厚生労働省 特例給付金の支給要件等について
https://www.mhlw.go.jp/content/11704000/000535730.pdf
独立行政法人 高齢・障害・求職者雇用支援機構 特例給付金制度のご案内
https://www.jeed.or.jp/disability/q2k4vk000002xvs4-att/q2k4vk000002xvub.pdf


② 優良な中小事業主に対する認定制度

 中小企業における障がい者雇用をより一層推進させる為、雇用体制の整備職場定着の取り組みなどが優秀な事業主を対象に、新しく認定制度が創設されました。
 中小企業の実雇用率を見ると、0.9%(情報通信業)〜3.1%(医療福祉)になっており、大企業の実雇用率に比べて大分ばらつきがあります。雇用ゼロ企業も、45.5人以上100人未満では93.7%100人以上300人未満では30.8%存在します。今回の認定制度は、こうした中小事業主における障がい者雇用の取り組みが停滞している事態を受けて、従来の制度的枠組みに加え、障がい者雇用の進展に対する社会的な関心を喚起すると同時に、経営者の理解を促進し、先進的な取組を進めている事業主が社会的なメリットを受けることができるよう、創設されたものです。
(参考:厚生労働省 中小企業主の認定基準について)


目的

事業主身近なロールモデルの量産・可視化
労働者各認定事業主の取組・成果の可視化
事業主及び労働者社会的メリット等の確保・向上

認定メリット

  • 自社の商品、広告等への認定マークの使用
  • 求人票へのマークの表示
  • 認定マークの使用によるダイバーシティ・働き方改革等の広報効果
  • 障害のない者も含む採用・人材確保の円滑化
  • 好事例の相互参照・横展開
  • 地方公共団体の公共調達等における加点の促進 等

評価基準

  • 評価基準に基づき、20点(特例子会社は35点)以上を得ること。
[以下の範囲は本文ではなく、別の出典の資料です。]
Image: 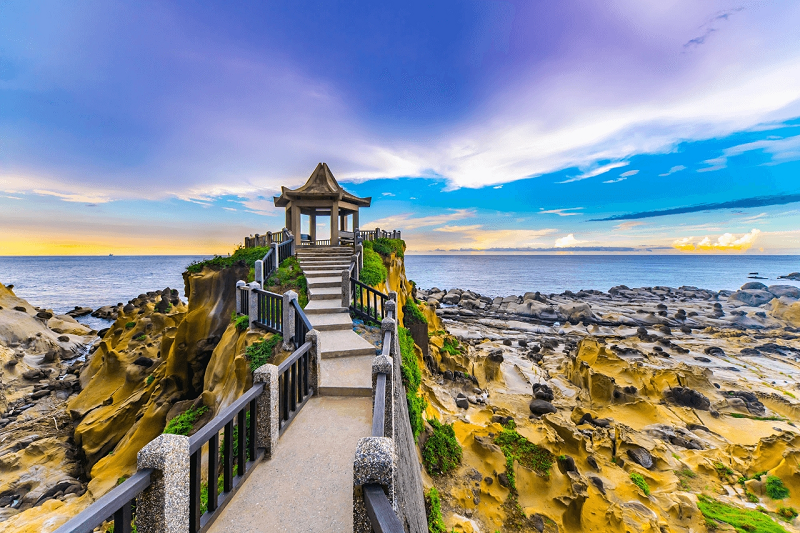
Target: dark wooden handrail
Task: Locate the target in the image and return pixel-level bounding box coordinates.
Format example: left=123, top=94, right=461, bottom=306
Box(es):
left=55, top=468, right=153, bottom=533
left=361, top=483, right=405, bottom=533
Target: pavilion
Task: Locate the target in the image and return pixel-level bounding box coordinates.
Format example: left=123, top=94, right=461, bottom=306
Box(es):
left=274, top=163, right=372, bottom=246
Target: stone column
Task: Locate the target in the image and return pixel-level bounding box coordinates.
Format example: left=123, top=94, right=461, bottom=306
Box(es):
left=331, top=201, right=339, bottom=246
left=353, top=437, right=396, bottom=533
left=281, top=291, right=299, bottom=351
left=306, top=329, right=322, bottom=394
left=248, top=281, right=260, bottom=329
left=253, top=259, right=264, bottom=289
left=236, top=280, right=247, bottom=315
left=136, top=435, right=190, bottom=533
left=372, top=348, right=394, bottom=439
left=253, top=363, right=280, bottom=459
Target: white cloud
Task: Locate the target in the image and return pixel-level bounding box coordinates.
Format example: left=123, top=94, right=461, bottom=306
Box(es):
left=553, top=233, right=583, bottom=248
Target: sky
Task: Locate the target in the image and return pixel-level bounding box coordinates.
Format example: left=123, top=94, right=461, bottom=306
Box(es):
left=0, top=0, right=800, bottom=255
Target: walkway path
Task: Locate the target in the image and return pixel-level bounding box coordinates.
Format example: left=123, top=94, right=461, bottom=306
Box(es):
left=208, top=248, right=376, bottom=533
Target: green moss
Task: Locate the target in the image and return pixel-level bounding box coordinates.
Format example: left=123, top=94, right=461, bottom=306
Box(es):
left=422, top=419, right=463, bottom=476
left=364, top=238, right=406, bottom=257
left=164, top=405, right=208, bottom=436
left=231, top=311, right=250, bottom=333
left=264, top=257, right=308, bottom=308
left=244, top=334, right=283, bottom=372
left=358, top=245, right=389, bottom=287
left=631, top=472, right=650, bottom=496
left=697, top=494, right=786, bottom=533
left=403, top=298, right=428, bottom=325
left=186, top=246, right=269, bottom=274
left=764, top=476, right=789, bottom=500
left=425, top=487, right=447, bottom=533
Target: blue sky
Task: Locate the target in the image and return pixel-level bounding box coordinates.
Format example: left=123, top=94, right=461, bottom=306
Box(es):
left=0, top=0, right=800, bottom=254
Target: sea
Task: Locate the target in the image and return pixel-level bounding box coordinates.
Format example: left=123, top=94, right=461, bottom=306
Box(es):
left=0, top=254, right=800, bottom=329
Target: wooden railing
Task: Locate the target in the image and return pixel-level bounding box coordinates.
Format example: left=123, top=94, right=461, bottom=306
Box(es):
left=278, top=342, right=313, bottom=435
left=350, top=277, right=389, bottom=324
left=55, top=468, right=153, bottom=533
left=188, top=383, right=264, bottom=533
left=253, top=289, right=283, bottom=335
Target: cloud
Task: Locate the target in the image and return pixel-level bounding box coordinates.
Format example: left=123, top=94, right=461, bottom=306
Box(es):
left=589, top=194, right=800, bottom=222
left=539, top=207, right=583, bottom=217
left=368, top=209, right=475, bottom=230
left=558, top=161, right=628, bottom=183
left=659, top=165, right=686, bottom=178
left=554, top=233, right=583, bottom=248
left=672, top=229, right=761, bottom=252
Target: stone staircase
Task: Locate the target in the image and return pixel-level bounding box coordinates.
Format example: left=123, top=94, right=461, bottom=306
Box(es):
left=297, top=247, right=376, bottom=396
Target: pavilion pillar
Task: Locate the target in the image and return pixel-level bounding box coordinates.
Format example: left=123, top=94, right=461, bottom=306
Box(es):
left=331, top=200, right=339, bottom=246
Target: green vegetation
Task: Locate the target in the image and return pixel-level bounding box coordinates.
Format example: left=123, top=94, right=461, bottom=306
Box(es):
left=164, top=405, right=208, bottom=436
left=264, top=257, right=308, bottom=308
left=425, top=487, right=447, bottom=533
left=364, top=238, right=406, bottom=257
left=764, top=476, right=789, bottom=500
left=186, top=246, right=269, bottom=274
left=441, top=337, right=464, bottom=356
left=422, top=419, right=462, bottom=476
left=403, top=298, right=428, bottom=325
left=697, top=494, right=786, bottom=533
left=231, top=311, right=250, bottom=333
left=397, top=328, right=428, bottom=440
left=631, top=472, right=650, bottom=496
left=244, top=334, right=283, bottom=372
left=359, top=245, right=389, bottom=287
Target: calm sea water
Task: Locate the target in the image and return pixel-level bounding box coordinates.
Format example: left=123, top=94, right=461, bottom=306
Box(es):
left=0, top=255, right=800, bottom=320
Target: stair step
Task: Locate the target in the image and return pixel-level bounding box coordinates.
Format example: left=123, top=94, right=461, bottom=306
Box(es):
left=319, top=354, right=373, bottom=396
left=320, top=329, right=377, bottom=358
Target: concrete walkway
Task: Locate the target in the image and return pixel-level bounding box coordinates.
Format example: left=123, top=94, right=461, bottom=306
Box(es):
left=209, top=396, right=372, bottom=533
left=208, top=247, right=376, bottom=533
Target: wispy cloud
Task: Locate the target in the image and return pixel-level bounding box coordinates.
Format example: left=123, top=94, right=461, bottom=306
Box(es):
left=558, top=161, right=628, bottom=183
left=589, top=194, right=800, bottom=222
left=539, top=207, right=583, bottom=217
left=659, top=165, right=686, bottom=178
left=672, top=229, right=761, bottom=252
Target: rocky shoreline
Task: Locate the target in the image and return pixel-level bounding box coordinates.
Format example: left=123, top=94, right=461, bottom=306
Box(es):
left=416, top=282, right=800, bottom=532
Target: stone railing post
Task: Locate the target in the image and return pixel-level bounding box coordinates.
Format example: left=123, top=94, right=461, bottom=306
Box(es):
left=253, top=259, right=264, bottom=289
left=236, top=280, right=247, bottom=315
left=342, top=269, right=353, bottom=309
left=306, top=329, right=322, bottom=394
left=253, top=363, right=280, bottom=459
left=136, top=435, right=190, bottom=533
left=247, top=281, right=261, bottom=329
left=281, top=291, right=299, bottom=350
left=353, top=437, right=397, bottom=533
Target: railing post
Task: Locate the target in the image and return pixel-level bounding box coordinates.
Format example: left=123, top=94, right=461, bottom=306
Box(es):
left=247, top=281, right=261, bottom=329
left=342, top=269, right=352, bottom=309
left=253, top=363, right=280, bottom=459
left=236, top=280, right=247, bottom=315
left=306, top=329, right=322, bottom=394
left=353, top=437, right=396, bottom=533
left=253, top=259, right=264, bottom=289
left=136, top=435, right=190, bottom=533
left=281, top=291, right=299, bottom=350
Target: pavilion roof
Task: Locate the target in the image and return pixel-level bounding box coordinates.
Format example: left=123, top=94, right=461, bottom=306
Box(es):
left=274, top=163, right=372, bottom=207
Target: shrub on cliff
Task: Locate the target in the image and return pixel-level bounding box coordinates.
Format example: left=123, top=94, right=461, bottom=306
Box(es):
left=359, top=246, right=389, bottom=287
left=186, top=246, right=269, bottom=274
left=164, top=405, right=208, bottom=436
left=422, top=418, right=463, bottom=476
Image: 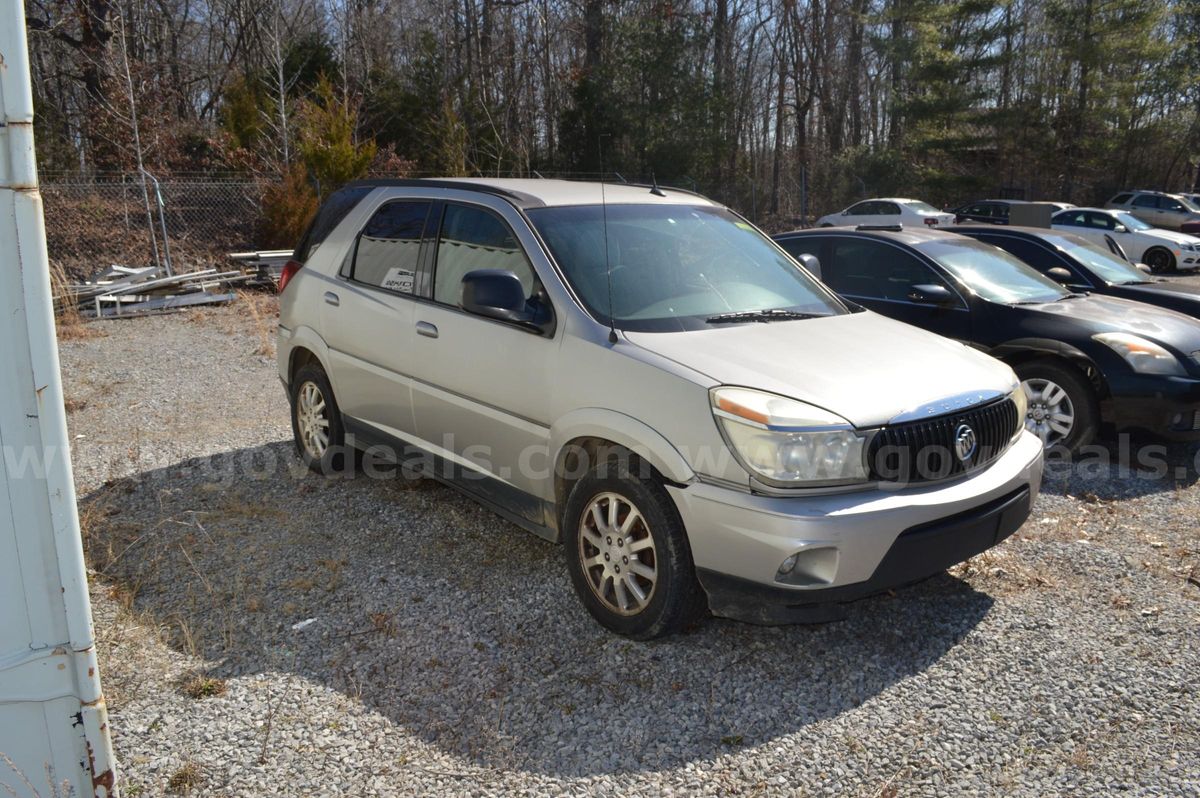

(取組関係で5点以上、成果関係で6点以上、情報開示関係で2点以上を得ること。)※満点は50点
  • 実雇用率が法定雇用率を下回るものでないこと。(雇用不足数が0であること) ※雇用率カウント後に45.5人未満となる事業主は要件を満たす。
  • 障害者(A型事業所の利用者は含まない。)を雇用していること。 ※A型事業所の利用者以外の障害者に関する取組状況を評価。
  • 障害者雇用促進法及び同法に基づく命令その他関係法令に違反する重大な事実がないこと。

厚生労働省 中小事業主の認定基準について
https://www.mhlw.go.jp/content/11704000/000552238.pdf
厚生労働省 障害者雇用に関する優良な中小事業主に対する認定制度申請マニュアル
https://www.mhlw.go.jp/content/11700000/000646750.pdf

 その他、法定雇用率に参入できない労働者をカウントしていた、いわゆる “障がい者雇用数の水増し問題” を踏まえ、具体的な確認方法の公表確認書類の保存(3年間)等も義務づけられました。さらに、運用に対する適切性のチェックが強化されたことに伴い、厚生労働大臣は、国や地方公共団体に対し、確認の適正な実施に関して勧告ができるようになりました。